It’s going to take a lot longer if we continue to indulge those who are finding reasons to delay it. It’s also going to cost a lot more.

Parliament agrees. High Speed 2 is the only conceivable way to solve the UK’s future rail transport issues. Today’s commons report presents no alternative to the new high speed line, currently approved to begin construction.

Yet opponents of the project continue to find excuses, citing environmental, practical and economic reasons to delay the inevitable.


I’m not knocking the convictions of the various environmental groups raising objection. Of course the Woodland Trust is objecting to the loss of woodland. They would hardly be doing their job if they didn’t. But at what point do these groups, whose good intentions and hard work are admirable, accept that a significant increase in rail use is simply good for the environment. End of story. The contribution of a proper, functioning UK rail network to the environment will be massive. We should all accept the big picture and help to make it happen.

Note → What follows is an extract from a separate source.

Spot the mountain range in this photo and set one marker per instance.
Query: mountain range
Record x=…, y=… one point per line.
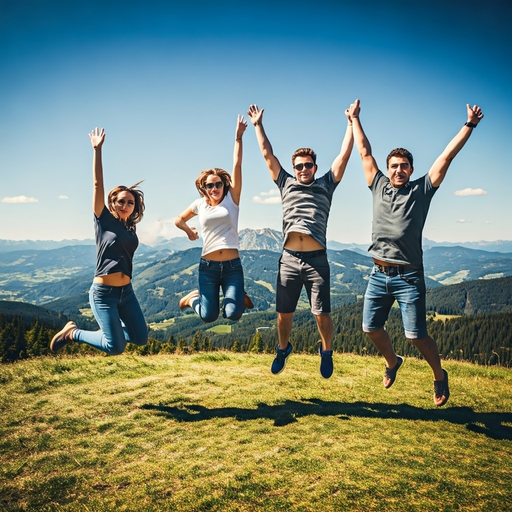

The practical objections barely merit discussion, relying as they do on a mixture of faulty logic and wide eyed naivety.

It’s impossible to argue that existing rail lines can handle the increasing demand. There is no maths that works – not more trains, not longer trains with more carriages, and certainly not upgrades to existing lines (did you travel on the West Coast Main Line during the three year upgrade?) We need the new bandwidth that High Speed 2 will provide.

The argument that the impact will not be significant to travel times might need some work when you’re talking to commuting parents with young children. My daily commute from Manchester to London takes four hours a day. On High Speed 2 it would take a little over two hours a day. That’s two spare hours a day given back to my life and family. Ten hours a week. What parent, husband, wife, boyfriend, girlfriend or yoga enthusiast wouldn’t want that time back? Question the benefits all you want, but if the reward were half that amount of time I would fight you for it.

Economic justifications depend on where you stand politically, but whatever your philosophy for the stimulation of faltering economies, one thing is hard to avoid - there will be tens of thousands of uk rail jobs, from manual labour to white collar management. (You can take our word for it - Talascend did the engineering staffing for High Speed 1 – it’s a major shot in the arm for the construction industry.) Just as trains are good for the environment, jobs are good for the economy. There is no one on the other side of that argument.

So let’s get on with it and let’s do it right. Crossrail suffered ridiculous delays when we all knew it would be built eventually and Crossrail 2 will surely suffer the same delays. The shutdown of High Speed 1 itself in 1998 added a fortune to the cost of delivery.

We have to commit to High Speed Rail. The big picture is impossible to get away from. Rail travel is practical, environmentally friendly and good for the economy, now and in the future.